Genetically engineered CD4 T cells as a novel immunotherapy against drug resistant Klebsiella pneumoniae infections.

Abstract

Abstract With mortality rates ranging from 30% to 70%, carbapenem-resistant Klebsiella pneumoniae (Kp) is a significant public health threat. With growing incidence of drug resistance, it is imperative to develop alternative strategies to combat these severe infections. One novel immunotherapy is adoptive T cell transfer therapy using T cells genetically modified to express a T cell receptor (TCR) specific to an antigen of interest. Though successful against cancers and viral infections, this strategy has yet to be utilized for bacterial infections. Our study’s objective was to validate adoptive transfer as an immunotherapy against Kp infections using CD4 T cells from immunized mice. Further, we sought to identify TCRs specific to Kp epitopes for the generation of engineered Kp specific T cells. CD45.1 WT mice were intratracheally vaccinated with outer membrane protein X (OmpX) adjuvanted with heat-labile enterotoxin A1 twice at three weeks apart. Lung and splenic CD4 T cells from immunized mice were transferred into CD45.2 WT mice, followed by a challenge with Kp ST258 C4 strain.
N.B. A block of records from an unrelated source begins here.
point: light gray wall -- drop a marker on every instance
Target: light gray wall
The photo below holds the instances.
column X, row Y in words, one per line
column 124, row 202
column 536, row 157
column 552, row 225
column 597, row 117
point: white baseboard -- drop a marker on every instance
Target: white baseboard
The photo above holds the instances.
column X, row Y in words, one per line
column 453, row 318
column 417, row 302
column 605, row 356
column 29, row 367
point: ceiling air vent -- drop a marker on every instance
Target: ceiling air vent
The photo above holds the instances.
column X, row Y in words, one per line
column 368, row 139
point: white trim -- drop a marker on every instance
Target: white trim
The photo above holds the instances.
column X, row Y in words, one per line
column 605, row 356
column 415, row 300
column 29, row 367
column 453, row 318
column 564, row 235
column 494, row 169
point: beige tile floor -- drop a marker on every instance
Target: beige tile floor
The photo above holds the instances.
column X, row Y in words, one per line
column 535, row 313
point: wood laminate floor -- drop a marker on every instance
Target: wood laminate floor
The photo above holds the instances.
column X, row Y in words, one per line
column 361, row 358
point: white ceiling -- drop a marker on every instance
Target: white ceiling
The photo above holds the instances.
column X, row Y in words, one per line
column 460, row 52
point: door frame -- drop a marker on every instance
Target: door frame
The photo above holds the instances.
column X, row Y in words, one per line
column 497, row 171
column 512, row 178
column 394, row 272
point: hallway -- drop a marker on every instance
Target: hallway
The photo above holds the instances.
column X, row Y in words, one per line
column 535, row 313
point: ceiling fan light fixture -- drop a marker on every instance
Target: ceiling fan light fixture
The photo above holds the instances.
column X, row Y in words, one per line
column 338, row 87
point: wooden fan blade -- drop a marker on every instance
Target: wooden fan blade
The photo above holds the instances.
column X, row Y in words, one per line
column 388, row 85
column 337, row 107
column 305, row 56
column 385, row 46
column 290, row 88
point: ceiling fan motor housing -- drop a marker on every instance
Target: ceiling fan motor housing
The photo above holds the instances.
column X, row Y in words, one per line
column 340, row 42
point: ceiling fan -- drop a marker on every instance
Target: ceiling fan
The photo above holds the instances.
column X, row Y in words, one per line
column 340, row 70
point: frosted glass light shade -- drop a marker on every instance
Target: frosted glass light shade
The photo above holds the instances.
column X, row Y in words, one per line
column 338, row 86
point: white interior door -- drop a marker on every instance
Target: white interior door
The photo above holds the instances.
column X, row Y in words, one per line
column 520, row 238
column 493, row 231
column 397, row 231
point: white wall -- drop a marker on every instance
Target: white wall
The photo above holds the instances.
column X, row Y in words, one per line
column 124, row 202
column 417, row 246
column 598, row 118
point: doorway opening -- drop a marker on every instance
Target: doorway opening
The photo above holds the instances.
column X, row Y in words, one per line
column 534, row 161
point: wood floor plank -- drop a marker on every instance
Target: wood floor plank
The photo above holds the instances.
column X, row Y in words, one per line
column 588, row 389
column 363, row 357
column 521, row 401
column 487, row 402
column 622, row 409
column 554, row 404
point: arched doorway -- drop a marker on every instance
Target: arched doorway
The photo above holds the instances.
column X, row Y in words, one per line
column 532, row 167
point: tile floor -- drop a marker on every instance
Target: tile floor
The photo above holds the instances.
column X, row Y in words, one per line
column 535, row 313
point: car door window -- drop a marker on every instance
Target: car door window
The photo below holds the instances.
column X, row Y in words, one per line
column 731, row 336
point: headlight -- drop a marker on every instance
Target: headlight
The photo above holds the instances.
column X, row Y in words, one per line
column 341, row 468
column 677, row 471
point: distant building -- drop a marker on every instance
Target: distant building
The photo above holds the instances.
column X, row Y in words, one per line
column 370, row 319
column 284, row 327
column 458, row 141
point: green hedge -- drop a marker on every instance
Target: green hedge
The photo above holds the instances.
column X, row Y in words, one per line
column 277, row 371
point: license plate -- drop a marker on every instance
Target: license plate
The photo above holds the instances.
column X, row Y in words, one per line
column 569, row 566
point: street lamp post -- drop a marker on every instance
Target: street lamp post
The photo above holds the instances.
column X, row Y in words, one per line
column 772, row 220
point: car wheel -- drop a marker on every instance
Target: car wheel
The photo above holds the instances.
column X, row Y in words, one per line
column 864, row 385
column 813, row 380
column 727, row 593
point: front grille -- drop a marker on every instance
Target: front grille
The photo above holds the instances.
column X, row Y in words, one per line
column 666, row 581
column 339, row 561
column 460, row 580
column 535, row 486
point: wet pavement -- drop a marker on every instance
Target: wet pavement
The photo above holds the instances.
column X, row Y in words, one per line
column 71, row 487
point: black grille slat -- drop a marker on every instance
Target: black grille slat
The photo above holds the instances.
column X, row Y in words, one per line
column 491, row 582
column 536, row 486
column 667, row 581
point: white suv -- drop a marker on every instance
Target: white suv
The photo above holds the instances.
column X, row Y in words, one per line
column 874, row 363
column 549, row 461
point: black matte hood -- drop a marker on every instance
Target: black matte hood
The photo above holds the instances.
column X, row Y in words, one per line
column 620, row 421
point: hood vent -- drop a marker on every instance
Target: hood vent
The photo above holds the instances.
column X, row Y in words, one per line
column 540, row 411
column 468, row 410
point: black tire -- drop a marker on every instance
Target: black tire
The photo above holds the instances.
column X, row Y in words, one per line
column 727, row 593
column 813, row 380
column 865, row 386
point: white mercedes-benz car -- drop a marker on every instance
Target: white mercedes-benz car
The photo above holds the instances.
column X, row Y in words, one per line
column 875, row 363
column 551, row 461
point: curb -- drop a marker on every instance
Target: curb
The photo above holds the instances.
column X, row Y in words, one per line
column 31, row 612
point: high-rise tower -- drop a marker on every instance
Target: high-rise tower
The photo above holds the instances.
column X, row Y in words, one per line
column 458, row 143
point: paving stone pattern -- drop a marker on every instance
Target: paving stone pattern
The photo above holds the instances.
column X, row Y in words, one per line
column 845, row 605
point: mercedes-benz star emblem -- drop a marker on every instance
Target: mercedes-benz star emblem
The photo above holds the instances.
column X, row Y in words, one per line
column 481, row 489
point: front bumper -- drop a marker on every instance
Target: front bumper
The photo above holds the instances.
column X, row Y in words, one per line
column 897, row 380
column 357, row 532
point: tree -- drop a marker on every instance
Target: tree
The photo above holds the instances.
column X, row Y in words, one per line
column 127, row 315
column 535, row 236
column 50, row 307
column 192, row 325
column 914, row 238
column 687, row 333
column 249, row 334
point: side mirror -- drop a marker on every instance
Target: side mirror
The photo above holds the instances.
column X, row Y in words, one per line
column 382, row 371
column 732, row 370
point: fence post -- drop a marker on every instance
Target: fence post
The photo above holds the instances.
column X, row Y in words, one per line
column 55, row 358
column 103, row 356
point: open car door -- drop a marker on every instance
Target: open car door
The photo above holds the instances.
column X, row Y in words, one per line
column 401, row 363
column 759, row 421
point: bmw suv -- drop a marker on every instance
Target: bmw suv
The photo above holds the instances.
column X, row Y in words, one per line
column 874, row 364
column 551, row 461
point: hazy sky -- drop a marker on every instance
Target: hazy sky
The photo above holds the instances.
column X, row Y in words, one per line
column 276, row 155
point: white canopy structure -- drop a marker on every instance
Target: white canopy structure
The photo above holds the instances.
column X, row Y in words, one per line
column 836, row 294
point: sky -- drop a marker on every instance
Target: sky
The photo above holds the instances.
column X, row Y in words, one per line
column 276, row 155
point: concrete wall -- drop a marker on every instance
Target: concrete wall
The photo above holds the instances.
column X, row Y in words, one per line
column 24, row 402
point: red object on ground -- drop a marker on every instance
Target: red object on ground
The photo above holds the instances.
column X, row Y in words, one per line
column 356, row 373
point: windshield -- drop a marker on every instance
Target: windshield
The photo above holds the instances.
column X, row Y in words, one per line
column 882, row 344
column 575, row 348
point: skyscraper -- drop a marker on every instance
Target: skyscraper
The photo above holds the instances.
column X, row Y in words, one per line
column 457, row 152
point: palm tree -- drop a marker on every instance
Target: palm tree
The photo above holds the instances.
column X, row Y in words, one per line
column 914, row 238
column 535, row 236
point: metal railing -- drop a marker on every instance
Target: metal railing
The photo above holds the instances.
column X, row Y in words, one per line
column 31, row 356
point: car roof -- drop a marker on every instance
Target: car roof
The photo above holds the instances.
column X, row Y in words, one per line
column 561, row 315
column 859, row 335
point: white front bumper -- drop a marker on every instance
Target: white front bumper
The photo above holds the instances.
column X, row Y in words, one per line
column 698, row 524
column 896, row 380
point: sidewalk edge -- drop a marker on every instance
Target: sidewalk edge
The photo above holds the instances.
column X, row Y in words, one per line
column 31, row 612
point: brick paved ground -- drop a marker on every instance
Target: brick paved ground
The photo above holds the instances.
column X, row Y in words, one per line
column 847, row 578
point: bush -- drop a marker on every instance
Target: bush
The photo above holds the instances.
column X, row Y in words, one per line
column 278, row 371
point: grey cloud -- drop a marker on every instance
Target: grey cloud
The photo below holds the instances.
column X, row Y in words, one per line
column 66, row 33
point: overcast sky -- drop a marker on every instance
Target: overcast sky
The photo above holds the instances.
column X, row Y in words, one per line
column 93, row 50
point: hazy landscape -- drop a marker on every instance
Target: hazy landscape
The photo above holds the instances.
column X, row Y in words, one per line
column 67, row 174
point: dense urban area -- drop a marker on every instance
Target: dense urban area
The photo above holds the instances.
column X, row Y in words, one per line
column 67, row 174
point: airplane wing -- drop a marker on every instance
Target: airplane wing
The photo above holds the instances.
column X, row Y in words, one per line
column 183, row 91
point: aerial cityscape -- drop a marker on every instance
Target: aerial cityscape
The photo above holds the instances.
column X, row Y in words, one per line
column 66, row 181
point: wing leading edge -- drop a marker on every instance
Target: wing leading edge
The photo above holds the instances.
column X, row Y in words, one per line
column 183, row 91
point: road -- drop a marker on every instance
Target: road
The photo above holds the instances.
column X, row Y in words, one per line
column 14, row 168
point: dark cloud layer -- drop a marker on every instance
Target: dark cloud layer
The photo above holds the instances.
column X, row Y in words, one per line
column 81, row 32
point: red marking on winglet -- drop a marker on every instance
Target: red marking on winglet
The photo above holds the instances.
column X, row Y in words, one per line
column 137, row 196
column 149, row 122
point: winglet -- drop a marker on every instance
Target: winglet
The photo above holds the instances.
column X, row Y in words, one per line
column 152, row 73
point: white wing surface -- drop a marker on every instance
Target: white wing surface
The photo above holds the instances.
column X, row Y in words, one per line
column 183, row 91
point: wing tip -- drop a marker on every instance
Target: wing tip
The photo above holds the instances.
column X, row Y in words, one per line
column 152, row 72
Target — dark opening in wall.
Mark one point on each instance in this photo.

Immunized CD4 T cells were sequenced by single cell TCRseq to identify Kp specific TCR sequences. OmpX immunization resulted in a robust population of Kp specific Th17 cells in the lungs. Adoptive transfer of lung, but not splenic T cells from immunized mice significantly reduced bacterial burdens in challenged mice. Additionally, we identified 7 enriched TCR sequences that may be Omp specific. We have confirmed the efficacy of adoptive T cell transfer therapy against Kp infections using T cells from immunized mice. Moving forward we will validate our TCR sequences as Kp specific to genetically engineer both primary and cell line T cells for future therapeutic studies.